Christiano et al. (2022) define a *heuristic estimator* to be a hypothetical algorithm that estimates the values of mathematical expressions from arguments. In brief, a heuristic estimator $\mathbb{G}$ takes as input a mathematical expression $Y$ and a formal "heuristic argument" $\pi$, and outputs an estimate $\mathbb{G}(Y \mid \pi)$ of $Y$. In this work, we argue for the informal principle that a heuristic estimator ought not to be able to predict its own errors, and we explore approaches to formalizing this principle. Most simply, the principle suggests that $\mathbb{G}(Y - \mathbb{G}(Y \mid \pi) \mid \pi)$ ought to equal zero for all $Y$ and $\pi$. We argue that an ideal heuristic estimator ought to satisfy two stronger properties in this vein, which we term *iterated estimation* (by analogy to the law of iterated expectations) and *error orthogonality*. Although iterated estimation and error orthogonality are intuitively appealing, it can be difficult to determine whether a given heuristic estimator satisfies the properties. As an alternative approach, we explore *accuracy*: a property that (roughly) states that $\mathbb{G}$ has zero average error over a distribution of mathematical expressions. However, in the context of two estimation problems, we demonstrate barriers to creating an accurate heuristic estimator. We finish by discussing challenges and potential paths forward for finding a heuristic estimator that accords with our intuitive understanding of how such an estimator ought to behave, as well as the potential applications of heuristic estimators to understanding the behavior of neural networks.

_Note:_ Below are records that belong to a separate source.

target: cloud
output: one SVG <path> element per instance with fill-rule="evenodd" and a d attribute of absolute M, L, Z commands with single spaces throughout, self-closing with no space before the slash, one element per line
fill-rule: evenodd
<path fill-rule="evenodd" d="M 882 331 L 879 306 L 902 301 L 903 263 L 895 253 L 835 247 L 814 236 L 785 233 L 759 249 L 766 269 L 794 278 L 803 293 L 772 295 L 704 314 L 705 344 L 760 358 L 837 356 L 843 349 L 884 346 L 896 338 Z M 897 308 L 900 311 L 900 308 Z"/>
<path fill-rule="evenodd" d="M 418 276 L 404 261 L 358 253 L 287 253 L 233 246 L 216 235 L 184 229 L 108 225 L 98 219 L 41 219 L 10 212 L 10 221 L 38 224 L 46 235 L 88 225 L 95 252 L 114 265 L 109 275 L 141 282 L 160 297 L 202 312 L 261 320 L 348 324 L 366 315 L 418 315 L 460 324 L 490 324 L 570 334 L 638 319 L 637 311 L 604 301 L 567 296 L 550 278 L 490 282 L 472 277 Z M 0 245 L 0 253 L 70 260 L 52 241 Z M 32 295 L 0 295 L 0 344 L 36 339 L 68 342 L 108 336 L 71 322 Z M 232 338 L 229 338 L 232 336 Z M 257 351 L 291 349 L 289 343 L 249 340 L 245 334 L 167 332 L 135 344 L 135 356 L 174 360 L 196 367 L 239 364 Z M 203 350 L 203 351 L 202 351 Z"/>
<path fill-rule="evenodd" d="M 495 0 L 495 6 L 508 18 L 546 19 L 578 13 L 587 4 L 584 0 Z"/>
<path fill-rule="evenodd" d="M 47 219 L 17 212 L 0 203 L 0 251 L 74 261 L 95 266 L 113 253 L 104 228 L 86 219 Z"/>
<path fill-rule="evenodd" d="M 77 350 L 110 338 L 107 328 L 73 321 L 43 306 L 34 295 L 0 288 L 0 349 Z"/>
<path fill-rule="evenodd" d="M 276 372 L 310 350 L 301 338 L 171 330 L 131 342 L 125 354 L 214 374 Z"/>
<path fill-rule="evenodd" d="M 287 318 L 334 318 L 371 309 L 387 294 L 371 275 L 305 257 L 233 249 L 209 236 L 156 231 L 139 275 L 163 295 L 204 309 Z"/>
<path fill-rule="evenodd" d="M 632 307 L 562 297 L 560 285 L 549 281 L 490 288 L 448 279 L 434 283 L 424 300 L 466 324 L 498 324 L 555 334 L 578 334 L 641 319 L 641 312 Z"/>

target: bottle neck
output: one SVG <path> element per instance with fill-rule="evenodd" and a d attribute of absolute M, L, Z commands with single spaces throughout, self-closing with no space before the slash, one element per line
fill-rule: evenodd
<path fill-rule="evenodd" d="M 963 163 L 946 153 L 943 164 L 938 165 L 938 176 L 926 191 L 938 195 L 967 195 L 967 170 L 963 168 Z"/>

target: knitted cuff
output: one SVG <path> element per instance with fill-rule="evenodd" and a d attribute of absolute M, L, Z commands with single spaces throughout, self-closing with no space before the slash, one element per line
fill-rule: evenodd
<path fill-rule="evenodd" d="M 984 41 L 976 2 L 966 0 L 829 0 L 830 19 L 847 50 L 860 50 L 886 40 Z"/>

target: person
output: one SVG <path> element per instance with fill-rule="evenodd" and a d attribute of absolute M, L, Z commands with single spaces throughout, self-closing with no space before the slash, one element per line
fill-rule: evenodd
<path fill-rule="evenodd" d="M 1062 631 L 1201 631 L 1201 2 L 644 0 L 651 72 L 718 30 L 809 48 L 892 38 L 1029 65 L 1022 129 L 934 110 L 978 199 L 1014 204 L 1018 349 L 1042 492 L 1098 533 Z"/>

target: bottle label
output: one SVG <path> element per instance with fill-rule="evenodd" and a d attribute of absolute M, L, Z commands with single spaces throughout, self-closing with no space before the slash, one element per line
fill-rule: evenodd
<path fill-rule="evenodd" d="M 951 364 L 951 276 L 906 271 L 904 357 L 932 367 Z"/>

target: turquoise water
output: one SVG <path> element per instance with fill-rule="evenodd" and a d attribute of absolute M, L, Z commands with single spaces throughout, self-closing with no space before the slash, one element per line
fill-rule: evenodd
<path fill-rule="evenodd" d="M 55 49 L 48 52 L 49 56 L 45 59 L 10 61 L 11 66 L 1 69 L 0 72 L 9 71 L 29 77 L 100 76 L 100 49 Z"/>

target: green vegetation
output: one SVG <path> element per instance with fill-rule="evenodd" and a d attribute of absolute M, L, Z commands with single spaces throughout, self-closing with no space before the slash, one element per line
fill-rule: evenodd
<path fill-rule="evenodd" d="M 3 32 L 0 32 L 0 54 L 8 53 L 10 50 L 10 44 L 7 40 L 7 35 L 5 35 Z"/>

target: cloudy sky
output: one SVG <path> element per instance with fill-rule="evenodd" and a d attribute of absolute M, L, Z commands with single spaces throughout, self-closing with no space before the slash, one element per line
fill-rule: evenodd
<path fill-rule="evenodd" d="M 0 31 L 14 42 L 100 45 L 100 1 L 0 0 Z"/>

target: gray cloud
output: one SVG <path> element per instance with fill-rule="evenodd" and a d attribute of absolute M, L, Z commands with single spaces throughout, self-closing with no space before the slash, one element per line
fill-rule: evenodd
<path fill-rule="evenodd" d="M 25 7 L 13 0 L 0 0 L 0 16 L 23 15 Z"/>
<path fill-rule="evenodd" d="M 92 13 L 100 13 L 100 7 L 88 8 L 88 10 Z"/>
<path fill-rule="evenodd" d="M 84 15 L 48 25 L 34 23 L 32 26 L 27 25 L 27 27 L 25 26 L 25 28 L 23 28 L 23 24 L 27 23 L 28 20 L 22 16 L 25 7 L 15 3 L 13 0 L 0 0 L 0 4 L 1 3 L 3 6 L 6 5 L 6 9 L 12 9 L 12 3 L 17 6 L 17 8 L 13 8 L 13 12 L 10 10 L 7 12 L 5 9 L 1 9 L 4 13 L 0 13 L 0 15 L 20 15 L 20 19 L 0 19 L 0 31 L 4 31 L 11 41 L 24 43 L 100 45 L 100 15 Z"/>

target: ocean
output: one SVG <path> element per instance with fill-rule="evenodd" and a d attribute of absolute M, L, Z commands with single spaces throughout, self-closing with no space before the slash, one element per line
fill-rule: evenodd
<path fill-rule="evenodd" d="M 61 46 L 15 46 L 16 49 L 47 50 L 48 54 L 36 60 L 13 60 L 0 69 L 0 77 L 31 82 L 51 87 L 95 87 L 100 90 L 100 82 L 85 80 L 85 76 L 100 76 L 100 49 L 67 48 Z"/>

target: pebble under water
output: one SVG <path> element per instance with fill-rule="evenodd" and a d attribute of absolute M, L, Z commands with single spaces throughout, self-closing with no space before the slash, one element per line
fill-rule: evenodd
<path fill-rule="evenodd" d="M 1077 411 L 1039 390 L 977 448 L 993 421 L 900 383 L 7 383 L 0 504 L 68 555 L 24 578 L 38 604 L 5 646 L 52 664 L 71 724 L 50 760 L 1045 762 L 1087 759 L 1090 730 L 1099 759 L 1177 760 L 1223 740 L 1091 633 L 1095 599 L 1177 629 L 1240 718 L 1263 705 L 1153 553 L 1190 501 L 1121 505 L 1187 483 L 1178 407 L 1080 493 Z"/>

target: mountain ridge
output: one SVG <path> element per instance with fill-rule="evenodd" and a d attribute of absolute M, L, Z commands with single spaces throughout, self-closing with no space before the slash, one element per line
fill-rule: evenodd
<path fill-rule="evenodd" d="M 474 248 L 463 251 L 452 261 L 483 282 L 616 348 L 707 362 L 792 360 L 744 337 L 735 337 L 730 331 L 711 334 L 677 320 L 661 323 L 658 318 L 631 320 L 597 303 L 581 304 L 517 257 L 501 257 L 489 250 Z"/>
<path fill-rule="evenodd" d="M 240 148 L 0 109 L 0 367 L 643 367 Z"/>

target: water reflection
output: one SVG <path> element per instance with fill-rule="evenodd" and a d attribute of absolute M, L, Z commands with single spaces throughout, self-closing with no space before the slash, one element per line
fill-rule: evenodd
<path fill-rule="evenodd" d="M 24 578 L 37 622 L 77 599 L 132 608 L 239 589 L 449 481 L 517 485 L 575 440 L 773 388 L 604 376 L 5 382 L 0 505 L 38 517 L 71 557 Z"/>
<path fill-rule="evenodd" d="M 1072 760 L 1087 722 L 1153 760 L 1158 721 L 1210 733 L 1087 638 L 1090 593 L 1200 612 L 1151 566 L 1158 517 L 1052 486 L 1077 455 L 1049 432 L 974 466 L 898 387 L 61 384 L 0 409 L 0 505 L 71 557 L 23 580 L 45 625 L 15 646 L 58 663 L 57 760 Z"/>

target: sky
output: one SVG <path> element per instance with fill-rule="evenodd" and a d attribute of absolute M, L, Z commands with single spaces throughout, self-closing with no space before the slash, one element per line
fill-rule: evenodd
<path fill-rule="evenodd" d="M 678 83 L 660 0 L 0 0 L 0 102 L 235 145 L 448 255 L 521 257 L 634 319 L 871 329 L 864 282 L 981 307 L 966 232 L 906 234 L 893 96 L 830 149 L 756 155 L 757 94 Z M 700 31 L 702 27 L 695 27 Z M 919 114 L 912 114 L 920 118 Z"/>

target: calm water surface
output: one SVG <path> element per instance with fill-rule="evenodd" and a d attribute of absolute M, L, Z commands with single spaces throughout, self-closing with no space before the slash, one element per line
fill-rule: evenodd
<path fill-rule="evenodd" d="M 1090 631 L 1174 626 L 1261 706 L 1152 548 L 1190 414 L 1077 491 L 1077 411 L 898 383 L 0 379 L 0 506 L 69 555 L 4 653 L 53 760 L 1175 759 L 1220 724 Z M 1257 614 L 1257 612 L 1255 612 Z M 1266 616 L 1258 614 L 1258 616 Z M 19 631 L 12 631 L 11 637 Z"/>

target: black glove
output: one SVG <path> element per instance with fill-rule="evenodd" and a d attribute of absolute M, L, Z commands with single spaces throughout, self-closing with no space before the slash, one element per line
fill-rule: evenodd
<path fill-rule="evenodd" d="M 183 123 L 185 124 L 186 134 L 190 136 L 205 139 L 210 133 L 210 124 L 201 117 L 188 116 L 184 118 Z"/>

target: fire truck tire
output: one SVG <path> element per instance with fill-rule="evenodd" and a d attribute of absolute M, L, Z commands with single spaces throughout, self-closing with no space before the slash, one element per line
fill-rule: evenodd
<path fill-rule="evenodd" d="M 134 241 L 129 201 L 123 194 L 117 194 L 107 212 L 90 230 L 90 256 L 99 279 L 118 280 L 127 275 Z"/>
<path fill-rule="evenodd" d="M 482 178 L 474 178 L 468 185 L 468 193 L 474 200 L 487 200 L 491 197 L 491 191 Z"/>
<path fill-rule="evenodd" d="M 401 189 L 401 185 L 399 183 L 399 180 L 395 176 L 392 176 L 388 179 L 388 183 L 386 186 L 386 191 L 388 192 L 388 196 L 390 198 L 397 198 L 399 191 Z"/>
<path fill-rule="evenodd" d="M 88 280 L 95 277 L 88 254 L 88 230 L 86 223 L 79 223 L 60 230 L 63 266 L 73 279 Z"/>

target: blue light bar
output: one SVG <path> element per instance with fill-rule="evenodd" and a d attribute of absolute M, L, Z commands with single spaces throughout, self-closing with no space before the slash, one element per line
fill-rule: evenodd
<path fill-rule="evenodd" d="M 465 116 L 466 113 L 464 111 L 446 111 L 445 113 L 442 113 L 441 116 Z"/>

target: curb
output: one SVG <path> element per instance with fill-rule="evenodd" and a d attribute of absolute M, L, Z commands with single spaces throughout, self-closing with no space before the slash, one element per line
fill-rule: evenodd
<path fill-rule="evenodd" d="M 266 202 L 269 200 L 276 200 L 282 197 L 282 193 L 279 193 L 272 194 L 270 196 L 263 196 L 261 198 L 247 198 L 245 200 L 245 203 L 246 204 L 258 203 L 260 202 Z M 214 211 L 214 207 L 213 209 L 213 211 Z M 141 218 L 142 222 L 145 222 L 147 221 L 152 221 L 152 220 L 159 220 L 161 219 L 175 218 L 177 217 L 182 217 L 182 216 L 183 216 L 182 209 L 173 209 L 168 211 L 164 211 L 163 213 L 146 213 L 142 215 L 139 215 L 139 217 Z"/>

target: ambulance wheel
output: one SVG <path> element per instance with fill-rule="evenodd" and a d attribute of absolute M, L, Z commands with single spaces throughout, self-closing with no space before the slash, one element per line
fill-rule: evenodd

翻译：Christiano等人（2022）将*启发式估计器*定义为一种假想算法，该算法能够根据参数对数学表达式的值进行估计。简而言之，启发式估计器$\mathbb{G}$以数学表达式$Y$和形式化的"启发式论证"$\pi$作为输入，并输出对$Y$的估计值$\mathbb{G}(Y \mid \pi)$。本文主张一个非形式化原则：启发式估计器应当无法预测其自身的误差，并探讨了形式化该原则的多种路径。最简明的表述是，该原则意味着对于任意$Y$和$\pi$，应有$\mathbb{G}(Y - \mathbb{G}(Y \mid \pi) \mid \pi)$等于零。我们进一步论证，理想的启发式估计器应满足两个更强的性质：*迭代估计性*（类比于迭代期望定律）与*误差正交性*。尽管这两个性质具有直观吸引力，但判断特定启发式估计器是否满足这些性质往往存在困难。作为替代方案，我们探究了*精确性*：该性质（粗略地）要求$\mathbb{G}$在数学表达式分布上的平均误差为零。然而，通过两个估计问题的实例，我们揭示了构建精确启发式估计器所面临的理论障碍。最后，我们讨论了寻找符合直觉理解的启发式估计器所面临的挑战与潜在路径，并探讨了启发式估计器在理解神经网络行为方面的潜在应用价值。